Dooky Chase’s also became the meeting spot for Black and White civil rights activists.
Ernest “Dutch” Morial, the city’s first African-American mayor, courted his wife Sybil Morial during lunches at Dooky Chase’s. Sybil Morial recalled how Marshall and other lawyers would visit New Orleans and work with her husband and fellow NAACP lawyer, A.P. Tureaud, to plot legal strategies after the 1954 landmark ruling of Brown vs. Board of Education. The Black and White lawyers would go to Dooky’s for lunch or dinner.
“It was a haven for them to refresh themselves with wonderful gumbo and it was a place where they could strategize after a hard day’s work,” said Morial.
Chase doesn’t boast about it, saying simply that she did what she thought she had to do.
“All I had to do was feed them. If they were in jail in New Orleans I would send food to jail. They didn’t eat that prison food,” she says.
Her menu reflects the south Louisiana culture she was raised in, such as crab soup, stuffed shrimp and praline pudding. She’s also famous for her “Gumbo Des Herbes,” which she cooks the Thursday before Easter. The gumbo, thick with cabbage, spinach or mustard greens, is traditionally made meatless on Good Friday when Catholics generally don’t eat meat. But Chase’s gumbo is usually made with meat so she serves it on Thursday, said Liz Williams who heads the city’s Southern Food and Beverage Museum.
“It’s just a reflection of how seriously Creole her restaurant is that she was serving a dish that is something you would serve at home,” Williams said.
Chase has fed stars, world class athletes and presidents Barack Obama and George W. Bush. Her life inspired the Disney movie The Princess and the Frog about an African-American girl who dreams of opening the finest restaurant in New Orleans.

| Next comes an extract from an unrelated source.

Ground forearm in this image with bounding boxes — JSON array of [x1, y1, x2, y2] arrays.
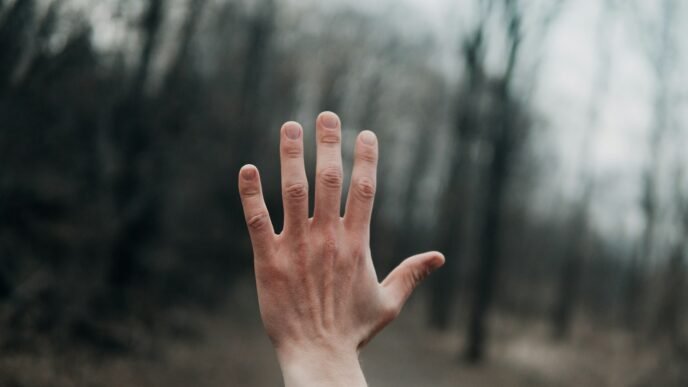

But except for two photographs of Obama, there’s little evidence of her illustrious customers at the restaurant. Instead, her extensive collection of art by African-American artists adorns the walls.
Chase herself never went to culinary school, although she has an intense interest in New Orleans’ culinary history. During one chat with a customer, the conversation quickly delves into the merits of oxtails. She’s happy with the recent growth in Vietnamese restaurants and likes to use lemon grass in chicken soup.
After seven decades in the restaurant business, it’s clear her passions for food and her city haven’t waned.
“It’s fun for me. I like what I’m doing. I hope to get it done really well someday,” she said.